Glucose transporters and transport kinetics in retinoic acid-differentiated T47D human breast cancer cells

The rates of glucose transport and of glycolysis and the expression of the glucose transporters GLUT-1 through GLUT-4 were measured in T47D human breast cancer cells that underwent differentiation by retinoic acid. Glucose transport was found to be the rate-limiting step of glycolysis in control and differentiated cells. The transporters GLUT-1, GLUT-3, and GLUT-4 were present in the cell membrane and in the cytoplasm, and GLUT-2 was present solely in the cytoplasm. Differentiation led to a reduction in GLUT-1 and to an increase in cytoplasmic GLUT-2 and GLUT-3 with no change in GLUT-4. Differentiation also caused a reduction in the maximal velocity of glucose transport by approximately 40% without affecting the Michaelis-Menten constant of glucose transport.
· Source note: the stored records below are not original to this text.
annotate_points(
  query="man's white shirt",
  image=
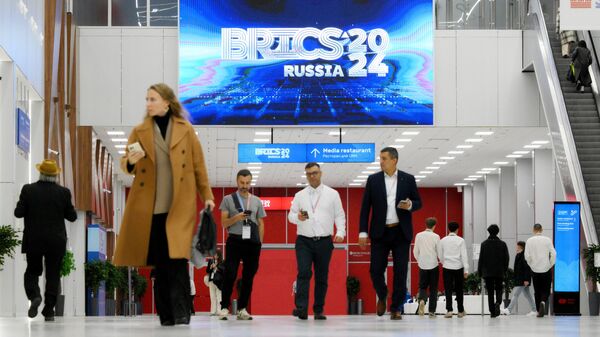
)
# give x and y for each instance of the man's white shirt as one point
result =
(540, 253)
(425, 249)
(452, 252)
(324, 208)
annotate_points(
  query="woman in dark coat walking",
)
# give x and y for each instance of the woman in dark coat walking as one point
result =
(582, 59)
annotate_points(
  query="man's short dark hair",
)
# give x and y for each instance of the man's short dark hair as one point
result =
(243, 173)
(430, 222)
(311, 164)
(453, 226)
(392, 151)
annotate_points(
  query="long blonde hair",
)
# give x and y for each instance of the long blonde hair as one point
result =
(168, 95)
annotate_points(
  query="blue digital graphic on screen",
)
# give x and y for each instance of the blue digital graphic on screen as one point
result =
(566, 241)
(307, 62)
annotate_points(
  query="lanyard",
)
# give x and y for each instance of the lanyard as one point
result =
(241, 202)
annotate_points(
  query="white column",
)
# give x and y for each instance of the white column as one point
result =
(543, 179)
(525, 197)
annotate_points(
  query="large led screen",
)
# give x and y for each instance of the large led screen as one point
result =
(307, 62)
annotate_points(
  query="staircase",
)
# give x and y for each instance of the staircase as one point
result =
(585, 125)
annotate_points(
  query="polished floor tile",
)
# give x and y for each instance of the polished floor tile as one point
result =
(287, 326)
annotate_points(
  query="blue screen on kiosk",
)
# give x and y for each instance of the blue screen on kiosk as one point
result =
(566, 241)
(304, 62)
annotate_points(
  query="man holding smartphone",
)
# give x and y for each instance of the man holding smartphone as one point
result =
(314, 210)
(242, 215)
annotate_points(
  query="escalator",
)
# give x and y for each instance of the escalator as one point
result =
(573, 120)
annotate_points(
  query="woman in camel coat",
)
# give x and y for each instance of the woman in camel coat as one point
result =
(160, 213)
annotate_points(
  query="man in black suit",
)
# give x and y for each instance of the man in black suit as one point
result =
(44, 205)
(390, 197)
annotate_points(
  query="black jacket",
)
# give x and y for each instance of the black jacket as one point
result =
(45, 206)
(375, 204)
(493, 258)
(522, 270)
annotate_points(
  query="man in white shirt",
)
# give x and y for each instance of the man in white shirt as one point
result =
(425, 252)
(314, 210)
(452, 252)
(541, 256)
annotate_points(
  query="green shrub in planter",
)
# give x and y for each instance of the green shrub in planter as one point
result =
(9, 240)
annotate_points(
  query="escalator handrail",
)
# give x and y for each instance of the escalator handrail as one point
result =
(561, 134)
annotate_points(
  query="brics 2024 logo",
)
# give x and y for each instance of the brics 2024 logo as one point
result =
(366, 50)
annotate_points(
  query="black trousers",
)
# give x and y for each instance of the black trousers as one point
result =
(49, 253)
(172, 281)
(428, 279)
(393, 241)
(541, 287)
(454, 281)
(493, 285)
(308, 253)
(248, 252)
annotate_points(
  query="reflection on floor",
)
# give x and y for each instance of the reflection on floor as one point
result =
(287, 326)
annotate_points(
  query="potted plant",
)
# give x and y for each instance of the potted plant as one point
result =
(593, 275)
(95, 273)
(66, 268)
(9, 239)
(352, 290)
(508, 284)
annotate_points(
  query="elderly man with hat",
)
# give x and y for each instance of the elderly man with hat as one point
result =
(44, 205)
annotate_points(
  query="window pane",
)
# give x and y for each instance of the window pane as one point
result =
(129, 12)
(91, 12)
(163, 13)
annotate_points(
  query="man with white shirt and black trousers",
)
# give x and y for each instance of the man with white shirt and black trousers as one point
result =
(452, 252)
(425, 252)
(314, 210)
(541, 256)
(389, 199)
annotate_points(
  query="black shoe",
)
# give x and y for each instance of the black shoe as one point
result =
(35, 303)
(300, 314)
(182, 320)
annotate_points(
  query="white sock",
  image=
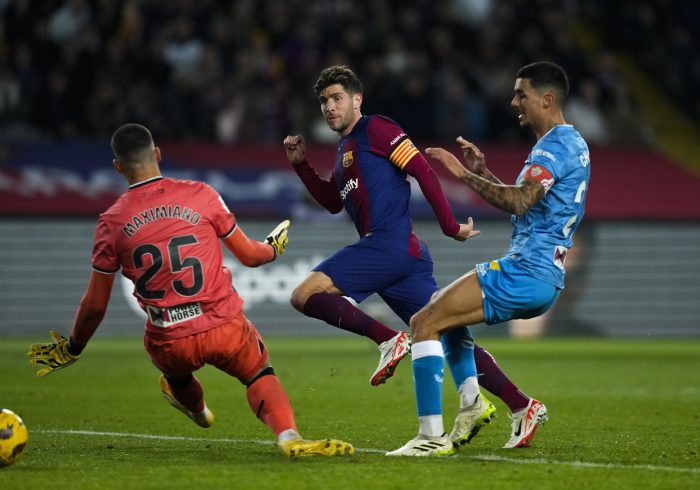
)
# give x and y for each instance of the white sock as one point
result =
(468, 392)
(288, 435)
(431, 425)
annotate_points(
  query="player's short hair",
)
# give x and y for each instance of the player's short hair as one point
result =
(545, 74)
(131, 142)
(340, 74)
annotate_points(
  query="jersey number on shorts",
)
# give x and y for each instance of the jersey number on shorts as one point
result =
(176, 265)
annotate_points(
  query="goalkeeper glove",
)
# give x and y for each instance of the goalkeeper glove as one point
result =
(278, 237)
(53, 356)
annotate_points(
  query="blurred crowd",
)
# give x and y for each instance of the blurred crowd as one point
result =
(242, 71)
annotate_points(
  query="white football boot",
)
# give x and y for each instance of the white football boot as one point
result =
(391, 352)
(525, 423)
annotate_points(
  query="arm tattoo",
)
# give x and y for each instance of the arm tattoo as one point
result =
(486, 174)
(509, 198)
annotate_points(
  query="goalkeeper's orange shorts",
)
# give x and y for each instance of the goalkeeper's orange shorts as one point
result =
(235, 347)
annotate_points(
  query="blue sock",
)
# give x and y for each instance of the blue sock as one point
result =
(458, 345)
(428, 372)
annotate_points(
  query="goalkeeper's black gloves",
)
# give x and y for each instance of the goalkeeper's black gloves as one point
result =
(53, 355)
(278, 238)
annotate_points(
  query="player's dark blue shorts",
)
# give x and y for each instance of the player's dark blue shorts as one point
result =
(511, 292)
(371, 265)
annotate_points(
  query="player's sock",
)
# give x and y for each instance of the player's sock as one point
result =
(459, 355)
(269, 402)
(492, 377)
(190, 394)
(339, 312)
(428, 372)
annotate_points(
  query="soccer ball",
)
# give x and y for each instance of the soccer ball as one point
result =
(13, 437)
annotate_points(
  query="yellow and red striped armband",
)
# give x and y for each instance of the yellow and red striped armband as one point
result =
(403, 153)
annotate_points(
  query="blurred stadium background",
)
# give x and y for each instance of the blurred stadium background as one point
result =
(220, 83)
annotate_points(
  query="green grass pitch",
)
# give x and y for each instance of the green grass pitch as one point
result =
(624, 414)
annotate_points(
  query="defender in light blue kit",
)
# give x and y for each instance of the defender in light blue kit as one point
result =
(547, 204)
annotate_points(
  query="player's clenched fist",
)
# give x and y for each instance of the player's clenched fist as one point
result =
(296, 148)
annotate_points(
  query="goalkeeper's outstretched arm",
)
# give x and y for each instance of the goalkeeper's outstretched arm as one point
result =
(253, 253)
(61, 351)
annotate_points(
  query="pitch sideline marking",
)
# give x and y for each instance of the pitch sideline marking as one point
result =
(485, 457)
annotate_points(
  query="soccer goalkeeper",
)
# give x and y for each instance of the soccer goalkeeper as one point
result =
(163, 234)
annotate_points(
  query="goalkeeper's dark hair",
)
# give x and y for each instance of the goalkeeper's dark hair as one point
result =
(338, 74)
(545, 74)
(131, 143)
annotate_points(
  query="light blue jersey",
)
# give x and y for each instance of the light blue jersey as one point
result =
(544, 234)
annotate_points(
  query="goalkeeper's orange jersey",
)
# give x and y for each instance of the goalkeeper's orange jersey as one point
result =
(164, 236)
These changes did not alter the steady-state concentration of the phosphate metabolites regulating cell energetics but increased the content of phospholipid breakdown phosphodiesters. In conclusion, differentiation of human breast cancer cells appears to be associated with decreased glycolysis by a mechanism that involves a reduction in GLUT-1 and a slowdown of glucose transport.